Matteo Minelli, one of the project’s founders was joined by Salvatore Cingari (teacher of History of political doctrines at the Università per stranieri in Perugia) and later on by Francesco Zuccaccia (web consultant and digital trainee) in a talk that touched on the whys and the hows of making and telling history. Matteo guided us through the beginnings and the makings of the project – how it got its name and inspiration from anthropologist Marvin Hariss’s omonimous book and how it grew into a community of “small” history aficionados. It wasn’t your usual great battles, flashy kings and famed treaties that had everyone hooked, but your everyday workers, migrants and adventurers that had chipped at the world’s facade with every act of resistance and rebellion.
The almanac Cronache Ribelli (Rebel Chronicles) came as a small act of defiance in itself – off the beaten track of publishing houses or big time distributors such as Amazon and working alongside Marcella Foschi (encharge with graphic design) and artist Aurora Stano who was also present at the event, live drawing the famous portrait of Emma Goldman.

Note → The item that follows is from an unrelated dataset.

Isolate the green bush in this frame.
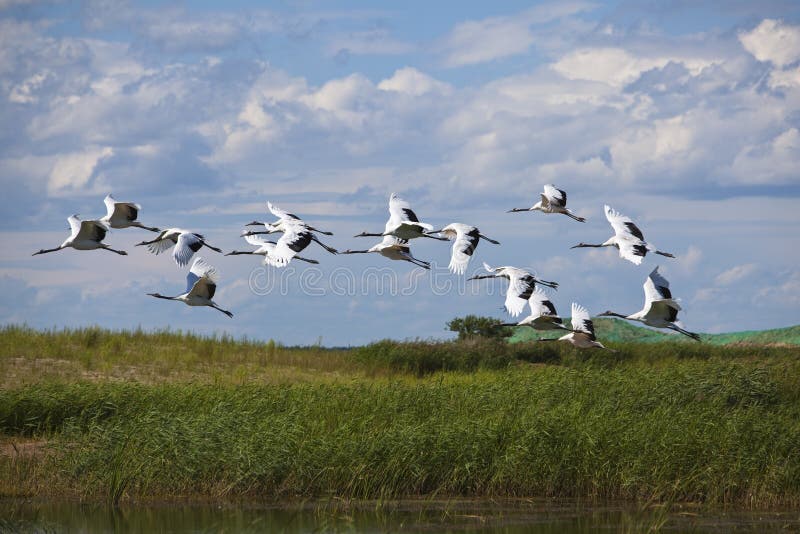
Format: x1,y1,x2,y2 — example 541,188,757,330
447,315,511,340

Involving communities and aiming to appeal to a larger public, Cannibali e Re takes history off its dusty pedestal and shakes it off its academic rigour and focuses on the human, more relatable side, reminding us of the small (yet bloody) steps it took us to get where we are. Professor Cingari’s input focused on the elements that put together this great book, adding his expertise and his take on today’s society – its new paradigms, the spectatorship of the digital world, what he called the “private sector colonisation” and the lack of open conflict defining the western societies, fallen, perhaps, into a comfortably numb routine. Francesco Zuccaccia brought his digital side to the table broadening the discussion and sparking the debate on the way we tell and then conserve our history – personal or collective, on the amount of data we produce and how difficult it might be, in a hypothetical future, to take hold of relevant sources from our day and time, when so much information is being produced.

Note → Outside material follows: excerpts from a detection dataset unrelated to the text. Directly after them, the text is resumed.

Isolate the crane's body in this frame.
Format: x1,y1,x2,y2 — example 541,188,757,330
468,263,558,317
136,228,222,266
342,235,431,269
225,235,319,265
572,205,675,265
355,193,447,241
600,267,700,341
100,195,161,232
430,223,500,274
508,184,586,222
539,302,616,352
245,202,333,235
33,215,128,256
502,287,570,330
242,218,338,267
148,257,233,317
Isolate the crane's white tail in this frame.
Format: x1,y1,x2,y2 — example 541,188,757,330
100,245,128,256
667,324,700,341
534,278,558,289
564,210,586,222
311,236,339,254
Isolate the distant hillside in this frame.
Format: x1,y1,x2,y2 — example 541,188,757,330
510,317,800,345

From rethinking conflicts in a cultural frame to building something against an identity crisis – as was the case of Emergenze – to changing how we look at history and trading the bird’s eye view for a more personal close-up, for a finer tuned perspective and, eventually, for a better understanding of our present, this Wednesday’s debate took on a life of its own and could’ve gone on forever. After all, it’s evenings like these and this kind of intertwinement of visions, actions and ideas that keep us going, that generate fresh takes on old stories and have cannibals, kings, fools and radical thinkers sit at the same table and rewrite history.